Bien entendu, les 3616 morts d’Irak et les 629 morts d’Afghanistan (à la date du 15 juillet 2007) n’ont pas le même poids politique. Mais ce mouvement de bascule entre ces deux opérations pareillement meurtrières ne trouve guère de justification autre que les raisonnements de politique intérieure : il n'existe pas de raison évidente pour laquelle un engagement croissant en Afghanistan et un engagement décroissant – ou inexistant – en Irak doivent être préconisés. Le développement très inégal des forces de sécurité locales (60'000 en Afghanistan après 5 ans contre 343'000 en Irak après 3 ans, malgré une population de taille grosso modo comparable – 30 millions d'habitants contre 27 millions) trace même des perspectives plus sombres pour l'Afghanistan, notamment quand on considère en outre le caractère périphérique de ce pays, son relief tourmenté et rigoureux ainsi que la proximité d'un sanctuaire (Waziristan). La lenteur des nations engagées à accepter la nature conflictuelle de l'opération y concourt aussi.

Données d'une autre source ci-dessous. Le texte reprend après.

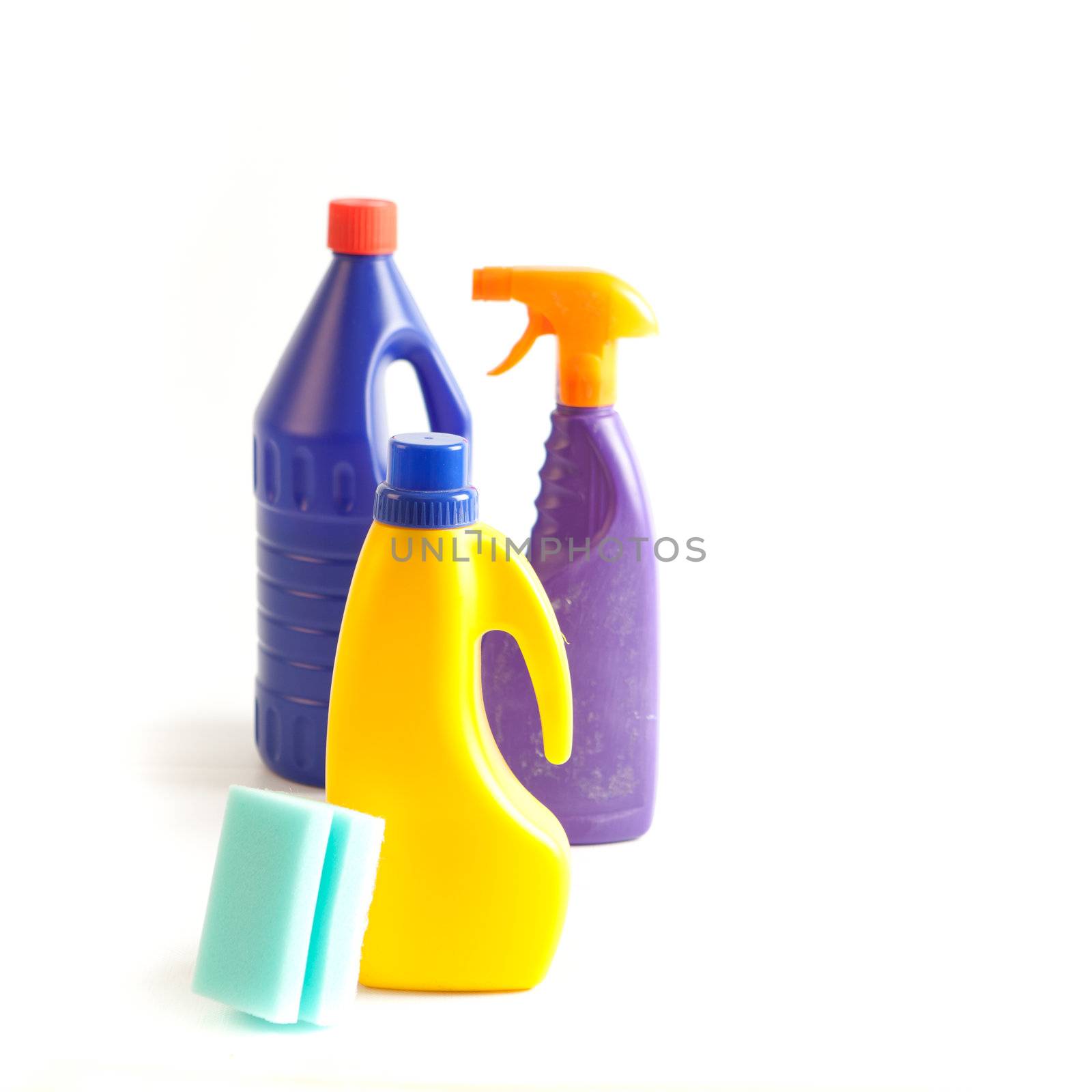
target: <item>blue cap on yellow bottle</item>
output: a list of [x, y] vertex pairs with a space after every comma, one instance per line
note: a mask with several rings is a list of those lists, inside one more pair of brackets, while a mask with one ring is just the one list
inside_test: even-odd
[[477, 519], [470, 484], [470, 444], [451, 432], [391, 437], [387, 480], [372, 518], [395, 527], [463, 527]]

Une démarche rationnelle consisterait donc à se demander quels sont les objectifs atteignables pour chacune des deux campagnes, les effets potentiellement déclenchés, et donc laquelle devrait faire l'objet d'un effort plus fourni de la part de la communauté internationale. En allant au-delà de la fonction stratégique d'interdiction, l'Afghanistan reste un théâtre secondaire : la naissance d'un État-nation moderne dans ce pays perclus de tribalisme et de criminalité serait un succès sensationnel, mais sans grand effet ; empêcher le retour des Taliban au pouvoir et la résurgence d’une usine à terroristes est déjà beaucoup. En revanche, si parvenir au même résultat sociétal en Irak serait tout aussi sensationnel, l'effet symbolique et sémantique obtenu aurait un impact incomparable ; c'est d'ailleurs la raison pour laquelle les islamistes sont prêts à tout pour empêcher une telle défaite, car l’avènement d’élections démocratiques dans l’après-Saddam Hussein a été identifié dans leurs rangs comme un danger mortel.

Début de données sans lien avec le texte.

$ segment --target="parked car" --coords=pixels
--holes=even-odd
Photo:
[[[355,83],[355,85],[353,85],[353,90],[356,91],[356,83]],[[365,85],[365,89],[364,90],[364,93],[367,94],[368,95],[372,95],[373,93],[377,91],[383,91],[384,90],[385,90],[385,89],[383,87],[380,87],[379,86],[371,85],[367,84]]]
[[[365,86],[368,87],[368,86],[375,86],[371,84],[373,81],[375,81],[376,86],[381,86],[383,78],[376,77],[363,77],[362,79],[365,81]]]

Mais si une victoire aussi complète était inaccessible, à moyen terme du moins, ce qui semble bien être le cas, alors la campagne permettant d'infliger le plus de pertes à l'adversaire est celle qui devrait être privilégiée. Et c’est bien l’Irak qui permet à la communauté internationale de porter les coups les plus durs au fondamentalisme musulman : non seulement le nombre de candidats au djihad éliminés se compte par dizaine de milliers, mais la généralisation des attentats visant la population civile a montré au monde arabo-musulman la vraie nature du terrorisme mené au nom d’Allah, et durablement terni sa réputation. Par ailleurs, malgré la situation sécuritaire pour le moins difficile à Bagdad et à l’ouest du pays, la croissance économique spectaculaire de l’Irak – 17% de croissance du PIB en 2005 et 13% en 2006 – indique entre autres une transformation rapide et significative, dopée par la liberté individuelle.

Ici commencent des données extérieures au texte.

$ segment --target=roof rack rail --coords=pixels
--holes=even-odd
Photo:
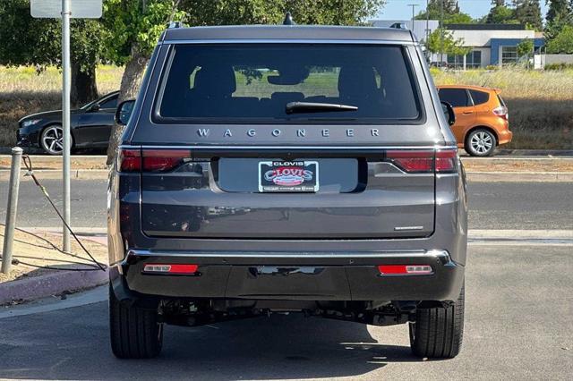
[[[290,12],[287,12],[286,13],[285,13],[285,20],[283,21],[283,25],[296,25],[296,22],[295,22],[295,20],[293,20],[293,16],[292,14],[290,14]]]
[[[408,27],[406,25],[406,22],[394,22],[390,25],[390,28],[394,28],[395,30],[407,30]]]
[[[167,24],[167,29],[168,30],[174,30],[175,28],[183,28],[183,22],[181,21],[169,21],[169,23]]]

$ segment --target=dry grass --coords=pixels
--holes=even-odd
[[[100,66],[100,94],[119,89],[123,68]],[[61,108],[62,73],[55,67],[37,73],[33,67],[0,66],[0,147],[16,142],[18,120],[30,114]]]
[[[119,88],[123,68],[100,66],[100,94]],[[514,140],[511,148],[573,148],[573,71],[495,72],[432,71],[438,84],[473,84],[499,88],[509,108]],[[15,143],[17,121],[45,110],[60,108],[61,73],[48,68],[0,67],[0,146]]]
[[[440,72],[437,84],[501,89],[509,109],[513,141],[509,148],[573,148],[573,71]]]

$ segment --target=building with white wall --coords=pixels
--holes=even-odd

Il est donc permis de se demander quels intérêts impérieux la communauté internationale vise-t-elle à défendre en Afghanistan pour déployer sans cesse davantage de troupes. Et l’hésitation de l’Occident, entre une guerre « juste » mais marginale et une guerre « illégale » mais centrale, témoigne d’une vision stratégique confuse, mêlant préoccupations à court terme et domestiques, qui fonde précisément les faiblesses que toute insurrection recherche pour parvenir au succès contre plus fort que soi.